Thank you for your reply Svante.
Not all our staff need file-level encryption (all our systems use Microsoft BitLocker in case the hardware is stolen) but for those people who need to share files they use AxCrypt.
Some of our clients need confidential documents sent via email and we insist that they’re encrypted to protect us and them. We’ve suggested encrypted zips but not all of our clients will install third-party software. Because Windows compressed folders uses weak ZipCrypto it can’t decompress AES encrypted zips. They’re happy accepting encrypted EXEs. For the same reason they wouldn’t install AxCrypt 2 portable.

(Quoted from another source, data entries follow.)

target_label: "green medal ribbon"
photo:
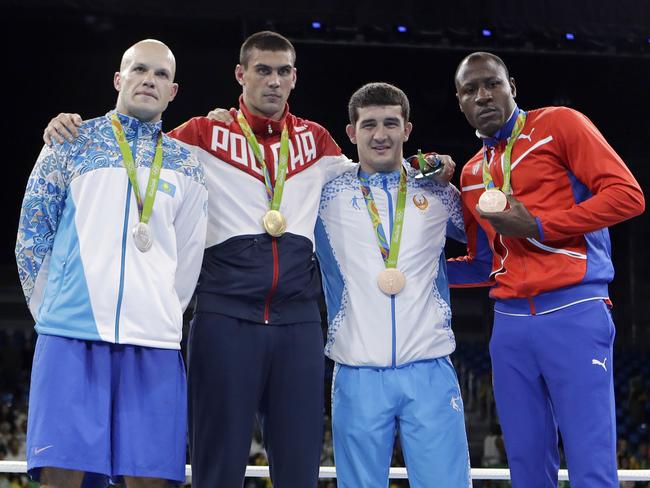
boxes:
[359,167,406,268]
[111,113,162,224]
[237,110,289,210]
[483,110,526,195]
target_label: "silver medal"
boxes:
[133,222,153,252]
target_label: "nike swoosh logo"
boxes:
[34,444,54,454]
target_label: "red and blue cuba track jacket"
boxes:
[448,107,645,314]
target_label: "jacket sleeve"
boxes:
[444,183,467,243]
[447,183,494,288]
[174,173,208,310]
[15,144,67,317]
[535,109,645,241]
[314,124,357,185]
[174,152,208,310]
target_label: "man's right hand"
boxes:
[43,114,82,146]
[207,108,234,124]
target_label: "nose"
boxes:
[142,71,156,87]
[372,124,388,142]
[268,71,280,88]
[476,86,492,103]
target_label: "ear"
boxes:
[291,68,298,90]
[235,64,246,86]
[404,122,413,141]
[345,124,357,144]
[169,83,178,102]
[456,92,465,113]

The relevant department have their own password manager with client passwords stored in; that’s a password that the client has agreed in person or split 50% over the phone and 50% via secure text (like WhatsApp). The department password database is backed up to our servers.
Our systems prevent external devices being connected, like flash drives, so there’s no chance of a rogue file being introduced by that method. We have UTM appliances which controls inbound and outbound access along with general firewalling of the network and virus protection. We allow executable files to be sent internally and externally although we’ve configured our rules to block inbound EXE files. We host our own Exchange services on premises.
It’s good that AxCrypt aren’t using Cloudflare and between me posting my original message, and me replying, I found this list of presently identified affected domains (it’s a work in progress and being updated as and when Google release more details).
It’s a huge list and I had to use Vim to open the text file.